House Budget Committee Chairman Paul Ryan’s budget has come under severe attack for daring to curtail some elements of the entitlement state. Although we are certainly not defenders of the plan’s details — it doesn’t even cut spending — what’s striking is how easily its supporters have been put on the moral defensive, and to how devastating an effect. In a column typical of the attacks on the Ryan budget, New York Times columnist Paul Krugman called the plan “cruel,” “heartless” and “mean-spirited.” Ryan “has talked a good game about taking care of those in need,” but that can’t be reconciled with cutting the welfare state.
It was nothing new: Every attempt to cut entitlements has been denounced as unethical and immoral. But this time there was a new twist. The real motive behind the plan, critics say, is a philosophic opposition to entitlements — an opposition fueled by the ideas of the controversial philosopher Ayn Rand.
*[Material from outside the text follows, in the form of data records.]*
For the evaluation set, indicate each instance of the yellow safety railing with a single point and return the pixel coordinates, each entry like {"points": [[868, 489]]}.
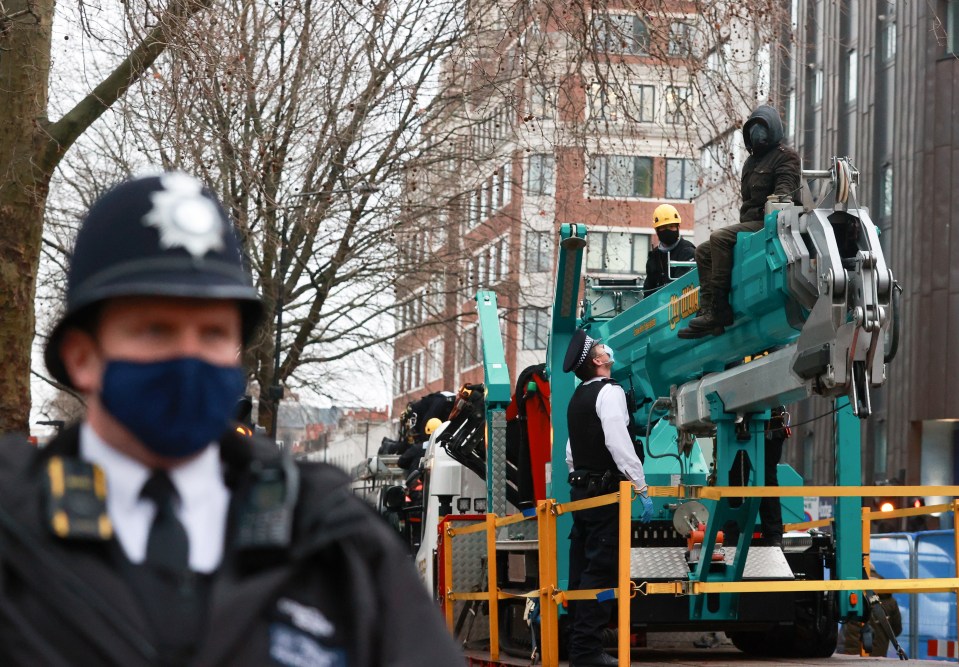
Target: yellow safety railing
{"points": [[550, 596]]}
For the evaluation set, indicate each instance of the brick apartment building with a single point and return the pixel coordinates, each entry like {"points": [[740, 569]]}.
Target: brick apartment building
{"points": [[601, 142]]}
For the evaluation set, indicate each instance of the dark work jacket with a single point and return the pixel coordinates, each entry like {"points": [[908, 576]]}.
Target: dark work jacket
{"points": [[657, 265], [65, 602], [587, 442], [775, 172]]}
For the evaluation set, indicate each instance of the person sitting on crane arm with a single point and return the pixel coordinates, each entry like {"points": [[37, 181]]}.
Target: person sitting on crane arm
{"points": [[671, 247], [599, 454], [771, 169]]}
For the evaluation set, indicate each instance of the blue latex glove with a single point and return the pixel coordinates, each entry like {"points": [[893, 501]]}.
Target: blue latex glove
{"points": [[647, 508]]}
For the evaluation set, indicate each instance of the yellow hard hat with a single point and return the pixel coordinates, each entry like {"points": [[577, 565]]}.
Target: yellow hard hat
{"points": [[665, 214]]}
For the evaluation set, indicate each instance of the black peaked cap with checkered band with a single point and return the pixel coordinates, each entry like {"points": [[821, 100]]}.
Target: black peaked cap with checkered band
{"points": [[578, 350]]}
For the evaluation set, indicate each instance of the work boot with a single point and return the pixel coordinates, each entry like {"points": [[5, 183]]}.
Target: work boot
{"points": [[712, 322]]}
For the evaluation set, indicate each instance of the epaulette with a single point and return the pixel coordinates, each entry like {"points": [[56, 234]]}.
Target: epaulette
{"points": [[77, 500]]}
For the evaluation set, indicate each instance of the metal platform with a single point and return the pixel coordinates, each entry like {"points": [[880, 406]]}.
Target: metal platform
{"points": [[669, 563], [719, 657]]}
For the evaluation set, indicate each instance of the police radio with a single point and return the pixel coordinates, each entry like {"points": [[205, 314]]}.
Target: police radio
{"points": [[265, 512]]}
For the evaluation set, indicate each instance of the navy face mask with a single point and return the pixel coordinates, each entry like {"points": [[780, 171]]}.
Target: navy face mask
{"points": [[667, 237], [759, 137], [175, 407]]}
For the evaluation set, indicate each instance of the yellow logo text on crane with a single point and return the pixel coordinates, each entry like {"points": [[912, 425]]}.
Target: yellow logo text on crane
{"points": [[684, 305]]}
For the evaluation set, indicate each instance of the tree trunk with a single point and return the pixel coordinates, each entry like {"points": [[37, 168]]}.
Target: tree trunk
{"points": [[31, 147], [25, 42]]}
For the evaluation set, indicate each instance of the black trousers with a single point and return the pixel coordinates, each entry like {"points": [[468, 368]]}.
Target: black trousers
{"points": [[593, 543], [714, 258]]}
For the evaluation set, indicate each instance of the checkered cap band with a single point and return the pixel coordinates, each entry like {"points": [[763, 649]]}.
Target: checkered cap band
{"points": [[587, 346]]}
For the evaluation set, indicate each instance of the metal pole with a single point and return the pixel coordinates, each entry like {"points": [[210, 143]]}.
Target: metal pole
{"points": [[955, 538], [625, 515], [276, 390], [367, 448]]}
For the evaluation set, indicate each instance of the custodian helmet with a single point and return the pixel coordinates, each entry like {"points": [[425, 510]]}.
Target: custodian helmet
{"points": [[164, 235], [665, 214]]}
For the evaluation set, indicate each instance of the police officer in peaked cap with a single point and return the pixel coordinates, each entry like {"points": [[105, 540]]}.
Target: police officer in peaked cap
{"points": [[599, 454], [152, 533]]}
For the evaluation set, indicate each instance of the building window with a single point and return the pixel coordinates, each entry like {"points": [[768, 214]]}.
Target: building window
{"points": [[539, 174], [539, 252], [502, 178], [621, 33], [885, 193], [436, 297], [641, 103], [535, 329], [888, 32], [677, 104], [621, 176], [501, 266], [542, 101], [434, 367], [852, 75], [602, 102], [633, 102], [679, 38], [680, 178], [617, 252]]}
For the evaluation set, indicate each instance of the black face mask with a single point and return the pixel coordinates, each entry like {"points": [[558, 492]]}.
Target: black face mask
{"points": [[759, 138], [667, 237]]}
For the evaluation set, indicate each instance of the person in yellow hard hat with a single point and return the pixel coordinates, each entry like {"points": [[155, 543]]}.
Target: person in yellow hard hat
{"points": [[671, 247], [432, 425]]}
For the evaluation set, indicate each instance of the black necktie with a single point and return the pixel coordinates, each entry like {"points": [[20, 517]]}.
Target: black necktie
{"points": [[168, 547]]}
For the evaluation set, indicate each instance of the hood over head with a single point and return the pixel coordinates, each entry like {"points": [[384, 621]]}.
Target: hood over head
{"points": [[770, 118]]}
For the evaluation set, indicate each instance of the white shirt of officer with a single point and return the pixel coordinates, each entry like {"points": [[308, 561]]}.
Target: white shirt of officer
{"points": [[203, 507], [614, 416]]}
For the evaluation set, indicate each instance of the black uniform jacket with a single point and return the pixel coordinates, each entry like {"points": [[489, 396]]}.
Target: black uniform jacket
{"points": [[342, 593], [777, 171], [657, 265]]}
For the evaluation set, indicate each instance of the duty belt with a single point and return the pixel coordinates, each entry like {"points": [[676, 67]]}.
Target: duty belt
{"points": [[596, 482]]}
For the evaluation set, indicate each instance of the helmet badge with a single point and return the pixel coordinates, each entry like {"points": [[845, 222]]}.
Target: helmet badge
{"points": [[184, 217]]}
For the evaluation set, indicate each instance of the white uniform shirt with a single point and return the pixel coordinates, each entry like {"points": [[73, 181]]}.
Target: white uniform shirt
{"points": [[203, 506], [613, 414]]}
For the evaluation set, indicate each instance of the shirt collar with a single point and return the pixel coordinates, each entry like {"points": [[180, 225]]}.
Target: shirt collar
{"points": [[126, 476]]}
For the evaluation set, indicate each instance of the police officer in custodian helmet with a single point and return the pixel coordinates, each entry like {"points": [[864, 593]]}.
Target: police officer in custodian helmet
{"points": [[152, 533]]}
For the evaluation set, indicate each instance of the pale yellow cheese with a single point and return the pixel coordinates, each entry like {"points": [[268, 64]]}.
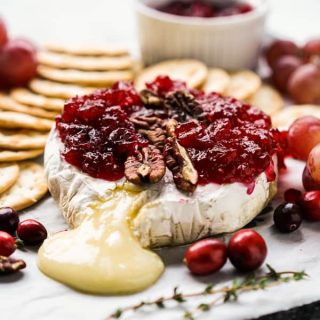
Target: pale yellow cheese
{"points": [[102, 256]]}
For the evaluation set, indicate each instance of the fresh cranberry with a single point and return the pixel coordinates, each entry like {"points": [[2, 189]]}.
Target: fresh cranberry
{"points": [[311, 205], [293, 195], [247, 250], [206, 256], [31, 232], [202, 9], [9, 220], [309, 183], [7, 244], [287, 217]]}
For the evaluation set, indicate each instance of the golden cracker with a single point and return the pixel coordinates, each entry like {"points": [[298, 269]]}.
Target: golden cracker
{"points": [[243, 84], [58, 90], [193, 72], [288, 115], [9, 104], [29, 98], [19, 155], [9, 173], [217, 81], [22, 139], [67, 61], [88, 50], [267, 99], [30, 187], [13, 120], [87, 78]]}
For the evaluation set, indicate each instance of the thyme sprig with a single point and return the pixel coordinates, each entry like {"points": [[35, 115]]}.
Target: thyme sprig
{"points": [[220, 295]]}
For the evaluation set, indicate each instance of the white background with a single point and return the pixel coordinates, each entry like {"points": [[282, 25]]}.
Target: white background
{"points": [[102, 20], [32, 296]]}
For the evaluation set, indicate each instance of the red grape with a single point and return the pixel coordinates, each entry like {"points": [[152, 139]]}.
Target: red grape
{"points": [[308, 183], [311, 48], [303, 135], [283, 69], [18, 63], [247, 250], [304, 84], [313, 163], [311, 205], [280, 48], [3, 33], [7, 244]]}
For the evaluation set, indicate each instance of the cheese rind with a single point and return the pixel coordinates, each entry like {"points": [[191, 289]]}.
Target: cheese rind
{"points": [[167, 216]]}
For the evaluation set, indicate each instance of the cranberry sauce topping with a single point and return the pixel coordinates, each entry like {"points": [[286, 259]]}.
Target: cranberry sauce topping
{"points": [[204, 9], [226, 140], [234, 143], [97, 133]]}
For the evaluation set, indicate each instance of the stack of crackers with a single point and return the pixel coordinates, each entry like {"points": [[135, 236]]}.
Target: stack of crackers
{"points": [[27, 114]]}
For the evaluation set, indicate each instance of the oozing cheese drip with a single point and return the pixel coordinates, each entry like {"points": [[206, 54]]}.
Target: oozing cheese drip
{"points": [[102, 256]]}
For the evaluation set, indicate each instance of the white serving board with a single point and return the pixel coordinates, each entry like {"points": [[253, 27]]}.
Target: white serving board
{"points": [[30, 295]]}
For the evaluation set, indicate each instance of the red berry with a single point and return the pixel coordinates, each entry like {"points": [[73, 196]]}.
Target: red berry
{"points": [[278, 49], [247, 250], [9, 220], [31, 232], [3, 33], [292, 195], [206, 256], [7, 244], [308, 182], [287, 217], [311, 205], [18, 63], [311, 48]]}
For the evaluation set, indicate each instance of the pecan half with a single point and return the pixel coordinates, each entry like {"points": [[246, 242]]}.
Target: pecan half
{"points": [[10, 265], [150, 98], [147, 165], [185, 176]]}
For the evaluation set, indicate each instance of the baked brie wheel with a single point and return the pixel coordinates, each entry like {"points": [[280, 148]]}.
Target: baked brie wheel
{"points": [[165, 167], [166, 215]]}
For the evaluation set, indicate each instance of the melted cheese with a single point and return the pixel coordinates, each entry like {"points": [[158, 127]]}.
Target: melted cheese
{"points": [[101, 255]]}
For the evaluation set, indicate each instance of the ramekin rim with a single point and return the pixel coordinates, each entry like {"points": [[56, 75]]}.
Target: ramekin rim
{"points": [[260, 11]]}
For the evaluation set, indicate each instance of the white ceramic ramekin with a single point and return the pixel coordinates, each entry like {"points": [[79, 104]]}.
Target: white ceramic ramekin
{"points": [[227, 42]]}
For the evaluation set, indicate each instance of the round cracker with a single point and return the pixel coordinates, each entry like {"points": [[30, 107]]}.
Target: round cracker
{"points": [[90, 78], [7, 156], [285, 117], [30, 187], [58, 90], [22, 139], [193, 72], [267, 99], [25, 96], [9, 173], [243, 84], [13, 120], [217, 81], [107, 49], [9, 104], [67, 61]]}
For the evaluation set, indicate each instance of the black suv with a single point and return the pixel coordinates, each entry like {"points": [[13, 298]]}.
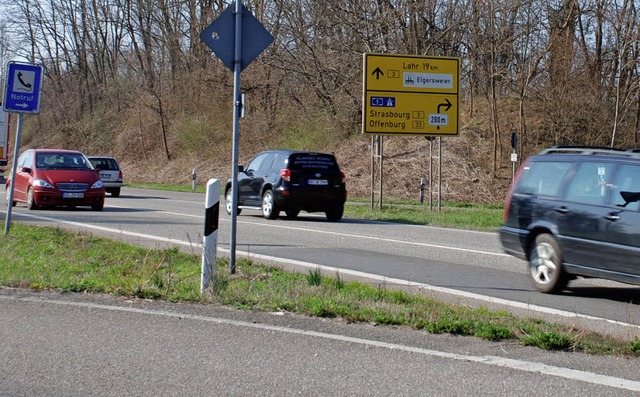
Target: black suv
{"points": [[575, 211], [290, 181]]}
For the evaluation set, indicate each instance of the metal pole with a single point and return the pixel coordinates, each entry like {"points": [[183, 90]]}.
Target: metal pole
{"points": [[439, 173], [381, 157], [237, 109], [373, 167], [431, 174], [16, 147]]}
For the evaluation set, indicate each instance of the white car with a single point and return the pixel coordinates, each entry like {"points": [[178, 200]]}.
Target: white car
{"points": [[110, 173]]}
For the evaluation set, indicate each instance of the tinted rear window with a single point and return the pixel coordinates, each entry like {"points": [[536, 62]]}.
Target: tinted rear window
{"points": [[313, 161], [105, 164], [543, 178]]}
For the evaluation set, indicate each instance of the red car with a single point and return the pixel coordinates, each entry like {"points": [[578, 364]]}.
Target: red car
{"points": [[55, 177]]}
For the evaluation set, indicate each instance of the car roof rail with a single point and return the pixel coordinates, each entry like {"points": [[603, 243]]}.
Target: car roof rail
{"points": [[592, 150]]}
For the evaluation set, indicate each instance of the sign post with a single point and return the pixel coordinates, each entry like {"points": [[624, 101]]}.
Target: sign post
{"points": [[22, 93], [4, 143], [237, 38], [210, 243]]}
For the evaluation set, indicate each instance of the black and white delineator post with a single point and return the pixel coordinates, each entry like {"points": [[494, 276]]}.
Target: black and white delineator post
{"points": [[209, 246]]}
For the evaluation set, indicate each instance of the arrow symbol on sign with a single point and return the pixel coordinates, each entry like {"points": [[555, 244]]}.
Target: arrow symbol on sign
{"points": [[448, 105]]}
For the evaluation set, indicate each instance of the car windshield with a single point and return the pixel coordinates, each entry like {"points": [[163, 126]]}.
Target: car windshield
{"points": [[61, 161]]}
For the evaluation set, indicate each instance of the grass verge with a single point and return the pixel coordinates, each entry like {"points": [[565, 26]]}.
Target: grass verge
{"points": [[51, 258]]}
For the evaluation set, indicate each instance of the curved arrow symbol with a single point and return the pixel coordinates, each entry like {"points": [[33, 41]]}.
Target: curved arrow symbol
{"points": [[448, 106]]}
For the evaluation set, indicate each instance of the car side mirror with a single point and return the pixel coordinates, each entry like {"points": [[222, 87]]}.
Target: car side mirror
{"points": [[630, 197]]}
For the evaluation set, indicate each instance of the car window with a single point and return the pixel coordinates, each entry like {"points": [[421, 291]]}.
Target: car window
{"points": [[313, 162], [627, 181], [279, 161], [590, 183], [106, 164], [256, 163], [23, 159], [543, 178]]}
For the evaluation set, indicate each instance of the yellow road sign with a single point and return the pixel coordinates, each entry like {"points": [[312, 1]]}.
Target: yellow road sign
{"points": [[410, 95]]}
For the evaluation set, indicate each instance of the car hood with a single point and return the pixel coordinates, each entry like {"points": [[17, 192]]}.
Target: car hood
{"points": [[78, 176]]}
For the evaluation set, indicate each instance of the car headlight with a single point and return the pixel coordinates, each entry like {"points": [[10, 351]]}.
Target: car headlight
{"points": [[42, 183], [97, 185]]}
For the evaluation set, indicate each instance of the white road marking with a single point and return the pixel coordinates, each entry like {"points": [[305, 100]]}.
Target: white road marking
{"points": [[360, 236], [634, 329], [519, 365]]}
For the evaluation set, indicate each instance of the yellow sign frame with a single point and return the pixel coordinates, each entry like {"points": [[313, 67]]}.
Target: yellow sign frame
{"points": [[410, 95]]}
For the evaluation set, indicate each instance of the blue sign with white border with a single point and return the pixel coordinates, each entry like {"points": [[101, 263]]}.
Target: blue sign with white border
{"points": [[383, 101], [22, 88]]}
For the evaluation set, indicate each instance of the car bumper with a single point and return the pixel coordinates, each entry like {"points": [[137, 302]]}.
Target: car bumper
{"points": [[112, 184], [310, 201], [55, 198]]}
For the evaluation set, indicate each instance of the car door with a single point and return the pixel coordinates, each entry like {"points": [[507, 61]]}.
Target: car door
{"points": [[251, 180], [623, 222], [582, 223]]}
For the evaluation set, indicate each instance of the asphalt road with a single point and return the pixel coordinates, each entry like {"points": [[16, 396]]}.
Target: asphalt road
{"points": [[90, 345], [465, 267], [82, 345]]}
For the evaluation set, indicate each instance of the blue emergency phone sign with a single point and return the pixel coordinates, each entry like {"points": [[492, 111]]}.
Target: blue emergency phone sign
{"points": [[22, 88]]}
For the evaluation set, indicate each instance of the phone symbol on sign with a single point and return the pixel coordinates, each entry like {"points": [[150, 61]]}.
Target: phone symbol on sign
{"points": [[24, 81]]}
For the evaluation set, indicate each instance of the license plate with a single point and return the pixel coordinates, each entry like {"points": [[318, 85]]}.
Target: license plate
{"points": [[318, 182], [72, 195]]}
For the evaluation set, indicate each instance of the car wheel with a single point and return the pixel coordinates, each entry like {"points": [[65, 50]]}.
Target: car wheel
{"points": [[229, 202], [269, 208], [545, 265], [13, 204], [334, 215], [292, 214], [31, 202]]}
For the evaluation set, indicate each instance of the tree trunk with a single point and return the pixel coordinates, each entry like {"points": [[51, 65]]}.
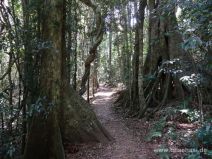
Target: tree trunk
{"points": [[60, 114]]}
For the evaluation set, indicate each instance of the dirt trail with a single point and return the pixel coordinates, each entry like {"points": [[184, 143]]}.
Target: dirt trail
{"points": [[128, 134]]}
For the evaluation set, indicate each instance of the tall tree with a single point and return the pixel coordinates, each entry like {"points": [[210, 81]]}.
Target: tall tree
{"points": [[60, 113]]}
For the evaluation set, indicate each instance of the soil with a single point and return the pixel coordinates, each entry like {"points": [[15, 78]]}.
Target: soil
{"points": [[129, 134]]}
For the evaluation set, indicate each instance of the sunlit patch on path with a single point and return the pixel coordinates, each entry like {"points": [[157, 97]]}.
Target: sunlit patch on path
{"points": [[126, 144]]}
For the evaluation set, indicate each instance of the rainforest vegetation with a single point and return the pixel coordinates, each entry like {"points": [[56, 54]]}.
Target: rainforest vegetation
{"points": [[112, 79]]}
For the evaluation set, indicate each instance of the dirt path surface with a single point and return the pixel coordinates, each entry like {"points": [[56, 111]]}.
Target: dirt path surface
{"points": [[128, 134]]}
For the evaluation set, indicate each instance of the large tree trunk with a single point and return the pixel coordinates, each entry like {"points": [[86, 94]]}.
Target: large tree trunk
{"points": [[59, 115], [44, 138], [164, 45]]}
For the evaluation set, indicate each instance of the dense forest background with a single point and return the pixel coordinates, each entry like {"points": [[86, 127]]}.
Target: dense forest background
{"points": [[55, 54]]}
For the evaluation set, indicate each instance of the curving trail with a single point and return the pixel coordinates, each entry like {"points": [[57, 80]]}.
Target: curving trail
{"points": [[128, 134]]}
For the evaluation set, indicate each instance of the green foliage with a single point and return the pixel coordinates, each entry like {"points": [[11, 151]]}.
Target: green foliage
{"points": [[202, 141], [157, 129]]}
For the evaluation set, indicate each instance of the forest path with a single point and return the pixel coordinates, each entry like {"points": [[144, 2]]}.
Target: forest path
{"points": [[128, 134]]}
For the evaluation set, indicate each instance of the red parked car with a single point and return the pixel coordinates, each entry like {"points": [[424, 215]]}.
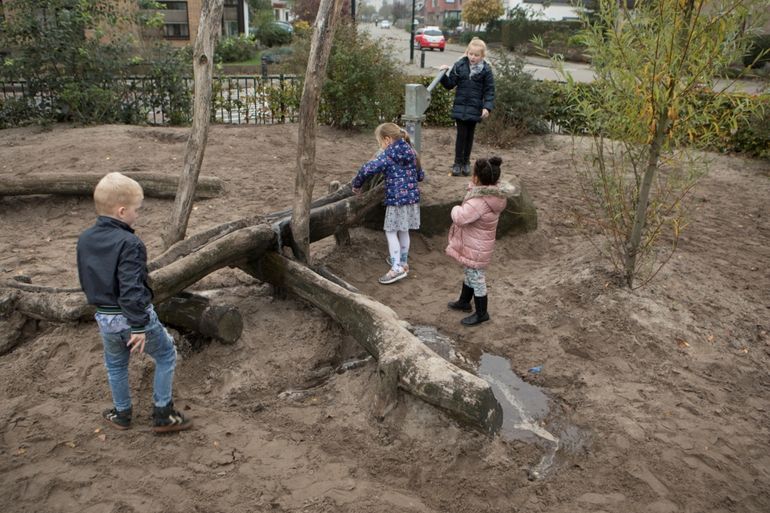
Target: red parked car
{"points": [[429, 37]]}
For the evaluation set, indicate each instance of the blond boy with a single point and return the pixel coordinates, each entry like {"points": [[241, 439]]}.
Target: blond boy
{"points": [[112, 267]]}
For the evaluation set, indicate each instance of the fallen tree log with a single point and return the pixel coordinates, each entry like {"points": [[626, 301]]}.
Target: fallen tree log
{"points": [[82, 184], [192, 312], [519, 216], [221, 248], [199, 314], [403, 360], [363, 204]]}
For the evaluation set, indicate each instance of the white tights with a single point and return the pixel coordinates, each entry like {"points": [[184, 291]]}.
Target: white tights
{"points": [[398, 248]]}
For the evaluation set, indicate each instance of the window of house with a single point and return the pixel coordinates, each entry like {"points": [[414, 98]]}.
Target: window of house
{"points": [[177, 25], [230, 18]]}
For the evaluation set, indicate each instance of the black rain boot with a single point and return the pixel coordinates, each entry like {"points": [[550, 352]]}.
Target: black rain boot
{"points": [[464, 303], [480, 315]]}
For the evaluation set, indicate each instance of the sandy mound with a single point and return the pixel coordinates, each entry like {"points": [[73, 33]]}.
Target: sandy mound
{"points": [[658, 396]]}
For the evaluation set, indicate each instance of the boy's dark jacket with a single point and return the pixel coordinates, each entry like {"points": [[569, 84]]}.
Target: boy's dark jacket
{"points": [[473, 94], [112, 267]]}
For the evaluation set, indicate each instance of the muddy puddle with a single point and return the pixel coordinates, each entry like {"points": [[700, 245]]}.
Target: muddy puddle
{"points": [[529, 414]]}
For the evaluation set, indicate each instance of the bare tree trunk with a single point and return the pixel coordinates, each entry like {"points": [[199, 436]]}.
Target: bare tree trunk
{"points": [[82, 184], [323, 35], [640, 217], [203, 65]]}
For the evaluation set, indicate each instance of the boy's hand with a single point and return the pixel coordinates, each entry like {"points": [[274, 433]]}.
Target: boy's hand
{"points": [[136, 342]]}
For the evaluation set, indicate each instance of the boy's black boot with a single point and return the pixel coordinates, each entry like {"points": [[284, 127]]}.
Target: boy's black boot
{"points": [[118, 419], [166, 419], [464, 303], [480, 315]]}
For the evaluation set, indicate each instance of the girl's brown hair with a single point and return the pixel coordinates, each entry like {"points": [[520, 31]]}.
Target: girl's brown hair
{"points": [[487, 170], [396, 133]]}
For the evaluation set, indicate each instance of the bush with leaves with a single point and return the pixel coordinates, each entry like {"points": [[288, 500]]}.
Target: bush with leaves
{"points": [[521, 104], [235, 49], [758, 53], [364, 85], [69, 56], [646, 111]]}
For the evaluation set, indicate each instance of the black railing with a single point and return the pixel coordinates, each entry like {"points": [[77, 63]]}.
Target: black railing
{"points": [[247, 99]]}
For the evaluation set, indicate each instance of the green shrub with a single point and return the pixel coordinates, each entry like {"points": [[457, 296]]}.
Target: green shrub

Rand of course was both an uncompromising critic of the entitlement state and a preeminent champion of laissez-faire. But whatever influence Rand might have had on Ryan’s goal — he credits her with inspiring him to go into politics — one thing is for sure: Her arguments have been conspicuously absent in the budget debate. Frankly, that’s like going to war without a weapon. Rand’s ideas are indispensable in the struggle to limit government: they provide the key to answering the moral argument for the entitlement state.